Florian, un habitant de Courcelles (Hainaut), a voulu faire de l'humour en détournant le logo du SPW sur une voiture de grosse cylindrée. Le service public de Wallonie a réagi en demandant de retirer les autocollants de son véhicule, avant de l'attaquer en justice. Si un logo peut être détourné, certaines conditions doivent être respectées.
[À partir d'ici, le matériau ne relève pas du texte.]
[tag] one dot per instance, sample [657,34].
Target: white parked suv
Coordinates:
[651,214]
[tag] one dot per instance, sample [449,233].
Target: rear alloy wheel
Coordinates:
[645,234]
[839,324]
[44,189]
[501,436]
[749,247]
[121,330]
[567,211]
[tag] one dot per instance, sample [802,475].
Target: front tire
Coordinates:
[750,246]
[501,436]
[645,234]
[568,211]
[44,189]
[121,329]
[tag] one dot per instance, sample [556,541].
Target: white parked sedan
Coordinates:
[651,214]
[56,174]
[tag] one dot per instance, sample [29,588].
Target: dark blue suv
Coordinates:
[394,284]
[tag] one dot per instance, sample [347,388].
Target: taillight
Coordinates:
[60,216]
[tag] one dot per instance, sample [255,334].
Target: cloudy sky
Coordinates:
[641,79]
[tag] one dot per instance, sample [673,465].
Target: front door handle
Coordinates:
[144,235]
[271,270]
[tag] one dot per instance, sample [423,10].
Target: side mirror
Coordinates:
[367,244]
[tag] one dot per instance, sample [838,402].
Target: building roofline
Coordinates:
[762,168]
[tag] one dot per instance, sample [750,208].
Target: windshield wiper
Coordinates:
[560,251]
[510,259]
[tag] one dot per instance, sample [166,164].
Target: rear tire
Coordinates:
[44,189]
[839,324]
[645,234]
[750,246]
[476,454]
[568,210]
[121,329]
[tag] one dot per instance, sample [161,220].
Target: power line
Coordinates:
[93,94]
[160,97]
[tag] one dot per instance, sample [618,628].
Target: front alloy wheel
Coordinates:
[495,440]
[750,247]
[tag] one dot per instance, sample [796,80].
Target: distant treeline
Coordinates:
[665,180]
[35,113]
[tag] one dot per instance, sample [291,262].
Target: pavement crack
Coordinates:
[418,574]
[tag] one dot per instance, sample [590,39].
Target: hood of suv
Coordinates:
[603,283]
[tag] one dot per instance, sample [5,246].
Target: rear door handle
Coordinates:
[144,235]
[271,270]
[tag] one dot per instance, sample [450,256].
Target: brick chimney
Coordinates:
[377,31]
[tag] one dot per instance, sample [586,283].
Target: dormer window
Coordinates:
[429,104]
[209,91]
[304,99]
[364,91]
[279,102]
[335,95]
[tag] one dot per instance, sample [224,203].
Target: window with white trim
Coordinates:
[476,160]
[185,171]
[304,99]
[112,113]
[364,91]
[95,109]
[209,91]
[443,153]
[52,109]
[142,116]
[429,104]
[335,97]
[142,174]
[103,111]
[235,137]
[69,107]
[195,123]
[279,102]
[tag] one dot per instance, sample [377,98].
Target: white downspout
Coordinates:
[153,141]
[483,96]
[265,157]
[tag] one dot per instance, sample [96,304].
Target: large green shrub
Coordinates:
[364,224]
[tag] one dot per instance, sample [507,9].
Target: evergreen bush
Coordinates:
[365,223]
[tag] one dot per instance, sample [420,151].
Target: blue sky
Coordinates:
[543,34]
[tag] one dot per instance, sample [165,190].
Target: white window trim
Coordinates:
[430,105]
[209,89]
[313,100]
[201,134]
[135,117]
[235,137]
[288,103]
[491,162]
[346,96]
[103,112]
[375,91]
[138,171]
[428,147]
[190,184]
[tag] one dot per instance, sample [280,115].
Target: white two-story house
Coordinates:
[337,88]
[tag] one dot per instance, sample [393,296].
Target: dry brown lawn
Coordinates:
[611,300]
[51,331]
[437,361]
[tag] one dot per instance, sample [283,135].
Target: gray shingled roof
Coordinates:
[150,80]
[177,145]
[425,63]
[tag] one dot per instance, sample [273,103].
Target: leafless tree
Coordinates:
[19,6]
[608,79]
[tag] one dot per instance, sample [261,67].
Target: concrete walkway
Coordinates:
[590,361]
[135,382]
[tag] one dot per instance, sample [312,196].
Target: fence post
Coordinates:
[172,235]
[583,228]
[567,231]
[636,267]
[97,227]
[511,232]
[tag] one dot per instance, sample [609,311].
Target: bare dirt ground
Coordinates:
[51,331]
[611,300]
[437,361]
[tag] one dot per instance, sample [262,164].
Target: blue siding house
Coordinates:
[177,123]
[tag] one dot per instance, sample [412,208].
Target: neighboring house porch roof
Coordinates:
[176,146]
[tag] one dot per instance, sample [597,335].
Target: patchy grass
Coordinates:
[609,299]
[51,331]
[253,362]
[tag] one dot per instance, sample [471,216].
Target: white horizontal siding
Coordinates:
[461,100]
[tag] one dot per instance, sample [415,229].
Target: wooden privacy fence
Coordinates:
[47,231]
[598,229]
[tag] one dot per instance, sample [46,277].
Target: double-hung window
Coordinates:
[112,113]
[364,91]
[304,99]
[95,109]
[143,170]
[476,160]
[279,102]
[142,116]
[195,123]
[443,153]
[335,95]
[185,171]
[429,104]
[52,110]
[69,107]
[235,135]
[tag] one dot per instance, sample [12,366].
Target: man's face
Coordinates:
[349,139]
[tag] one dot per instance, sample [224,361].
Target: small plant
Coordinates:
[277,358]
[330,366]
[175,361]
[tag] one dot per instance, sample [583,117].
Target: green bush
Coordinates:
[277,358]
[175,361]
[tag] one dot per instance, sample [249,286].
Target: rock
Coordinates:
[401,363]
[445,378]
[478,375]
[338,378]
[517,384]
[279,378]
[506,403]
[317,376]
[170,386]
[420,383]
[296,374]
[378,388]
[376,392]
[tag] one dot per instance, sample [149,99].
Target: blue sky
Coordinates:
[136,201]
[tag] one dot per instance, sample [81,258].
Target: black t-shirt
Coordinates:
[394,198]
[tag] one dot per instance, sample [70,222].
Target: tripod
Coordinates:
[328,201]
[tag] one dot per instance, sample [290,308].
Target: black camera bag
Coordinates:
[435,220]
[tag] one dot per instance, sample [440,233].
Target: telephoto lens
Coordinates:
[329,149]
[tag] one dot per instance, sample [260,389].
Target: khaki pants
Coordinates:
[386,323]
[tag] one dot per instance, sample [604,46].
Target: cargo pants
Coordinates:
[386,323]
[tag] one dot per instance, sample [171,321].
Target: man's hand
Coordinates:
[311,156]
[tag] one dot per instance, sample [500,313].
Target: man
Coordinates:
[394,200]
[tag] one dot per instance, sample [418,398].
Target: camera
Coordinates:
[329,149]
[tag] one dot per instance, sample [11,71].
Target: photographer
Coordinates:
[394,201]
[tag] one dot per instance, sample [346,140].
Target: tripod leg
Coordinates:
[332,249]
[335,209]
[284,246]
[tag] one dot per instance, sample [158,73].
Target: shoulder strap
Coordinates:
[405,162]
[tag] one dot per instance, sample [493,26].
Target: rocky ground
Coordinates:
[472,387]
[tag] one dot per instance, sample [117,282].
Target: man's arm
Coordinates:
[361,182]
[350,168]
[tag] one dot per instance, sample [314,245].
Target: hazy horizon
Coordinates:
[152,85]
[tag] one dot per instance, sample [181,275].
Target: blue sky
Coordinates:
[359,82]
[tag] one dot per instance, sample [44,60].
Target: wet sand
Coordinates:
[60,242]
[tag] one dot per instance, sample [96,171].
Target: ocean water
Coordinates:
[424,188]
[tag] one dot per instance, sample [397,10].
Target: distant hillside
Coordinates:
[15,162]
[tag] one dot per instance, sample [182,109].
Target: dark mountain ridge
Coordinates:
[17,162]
"Je voulais faire de l’humour, mais malheureusement les autorités n’ont pas vu les choses de la même manière". Attaqué en justice pour avoir détourné le logo du SPW, Florian ne s'attendait pas à cette réaction du Service Public de Wallonie.

Après avoir fait l'acquisition d'une voiture de grosse cylindrée, le Courcellois a ajouté des autocollants fantaisistes pour faire rire son entourage. 

"Systématiquement, quand j’allais voir les amis avec mon véhicule orange, on me disait 'Tiens voilà le SPW' à cause de cette couleur. Un jour, je me suis dit 'pourquoi ne pas mettre une déco SPW', on fera un petit clin d’œil aux copains avec une annotation fantaisiste. Il est noté Super Propulsion de Wallonie", raconte-t-il. 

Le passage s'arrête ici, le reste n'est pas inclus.